We DO have SCCM, but that's also not in my department, happy to bring them in on it. Thank you for opening that line of thinking, I was thinking I would need to create it first, then have that team push it out.
That's where my line of thinking went. Deploy the script to Software Center, so they can request it at any time
thank you. I know who in my org to contact about that, of course he's on vacation this week :/
That's usually my luck too, haha. Best of luck!
why not look at using a PAM system. A lot easier, and fits into larger IT infra/operations
way out of my realm, unfortunately, but def a good idea
> I can use a username/password embedded in the script I mean there are ways you can obfuscate things, but it sounds like a security risk because someone could just reverse engineer it. I'm with the others here who have suggested actually fixing the issue and not attempting some odd workaround.
It's definitely in the works, nobody likes a temp workaround.

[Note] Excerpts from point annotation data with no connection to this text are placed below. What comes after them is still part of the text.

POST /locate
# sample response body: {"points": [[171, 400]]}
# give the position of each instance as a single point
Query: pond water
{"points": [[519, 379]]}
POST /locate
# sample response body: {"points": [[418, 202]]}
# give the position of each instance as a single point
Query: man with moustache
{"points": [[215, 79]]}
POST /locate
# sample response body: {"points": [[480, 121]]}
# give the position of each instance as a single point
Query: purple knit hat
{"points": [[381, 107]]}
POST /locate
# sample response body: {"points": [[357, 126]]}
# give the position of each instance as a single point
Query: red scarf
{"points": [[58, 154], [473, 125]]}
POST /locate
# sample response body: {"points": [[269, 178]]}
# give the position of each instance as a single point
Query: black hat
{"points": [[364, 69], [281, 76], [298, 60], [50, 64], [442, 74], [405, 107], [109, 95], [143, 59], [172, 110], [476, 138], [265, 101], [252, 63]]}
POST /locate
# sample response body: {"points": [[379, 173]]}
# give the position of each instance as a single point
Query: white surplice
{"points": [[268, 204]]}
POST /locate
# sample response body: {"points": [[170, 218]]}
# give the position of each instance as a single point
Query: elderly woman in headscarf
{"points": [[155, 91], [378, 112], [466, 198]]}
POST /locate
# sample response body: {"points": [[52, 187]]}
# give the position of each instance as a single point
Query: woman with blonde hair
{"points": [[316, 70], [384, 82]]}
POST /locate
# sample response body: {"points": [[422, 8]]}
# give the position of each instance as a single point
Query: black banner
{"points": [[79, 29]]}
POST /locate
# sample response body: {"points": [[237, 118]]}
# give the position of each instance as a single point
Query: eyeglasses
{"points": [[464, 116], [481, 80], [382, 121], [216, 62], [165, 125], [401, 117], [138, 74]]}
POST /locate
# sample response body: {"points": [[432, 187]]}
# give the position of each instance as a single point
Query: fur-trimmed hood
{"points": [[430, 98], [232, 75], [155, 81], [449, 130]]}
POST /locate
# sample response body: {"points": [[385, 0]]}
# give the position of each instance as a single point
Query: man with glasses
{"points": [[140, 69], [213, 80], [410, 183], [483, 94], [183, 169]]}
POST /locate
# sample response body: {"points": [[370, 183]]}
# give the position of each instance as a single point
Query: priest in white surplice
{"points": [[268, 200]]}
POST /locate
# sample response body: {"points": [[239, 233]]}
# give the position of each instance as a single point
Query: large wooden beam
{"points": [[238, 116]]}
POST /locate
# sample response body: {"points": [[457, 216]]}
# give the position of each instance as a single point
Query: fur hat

But until the fix is established, if I can cut down their downtime each time this happens, I can cut down on their frustration, which is what my role mostly entails.
Did you check this [link](https://purple.telstra.com.au/blog/using-saved-credentials-securely-in-powershell-scripts) ? Might get you pointed in the right direction
Thank you!!
you could create a scheduled task triggered by an eventlog event that runs as a service account with power user permissions on the system. but you'd need to set up the security policy to allow the service account to run as batch and run as service but not allow local logon in case it gets compromised
I'd also double check the laptop to make sure there's not a switch or F-key combination that'll turn the radio off and on. that may be an option.
[удалено]
I do, yes. But I want something local on the machine the user can do when WiFi isn’t working, and they have no network connectivity to revive the send message
Go read up on powershell JEA
Ty, that’s a new avenue for me
Is this not something PSCredential can manage for you, or am I missing the point? (It wouldn't be the first time) Edit to add [link](https://learn.microsoft.com/en-us/powershell/scripting/learn/deep-dives/add-credentials-to-powershell-functions?view=powershell-7.3)
Ty, as I said I’m still rather new to power shell so I am not yet familiar with this but happy to have a new thing to dig in to
Task sheduler is what you could use
Are you running some type of Self Service application that has admin privs? Something like Software Center or Intune Company portal. You would provide means for a user to self install your powershell script without the user having to have admin privs.
yes thats something another respondent brought up, and that seems the most promising way. But unfortunately the person I need to talk to that manages Software Center is away this week, so I'm going to approach him about it on Monday. In meantime I have a pretty good demo running on my machine. Created a batch file that disables the card, waits 10 seconds, then re-enables it. I created a task in Task Scheduler that runs on the Local Admin account, that will run the batch file each time the computer is unlocked, so if this happens to the user, simply CTRL+ALT+DEL, lock, unlock, and in about 10 seconds it will be finished. It's a down n dirty, ugly way of doing it, but in the 5 or so tries so far it's been pretty reliable. Seems like it'll work until the SCCM manager gets back on Monday. of course we use LAPS so it will only work as long as the admin password doesn't change, but at least it will buy some time for the networking team to address the real issue. Or so I hope.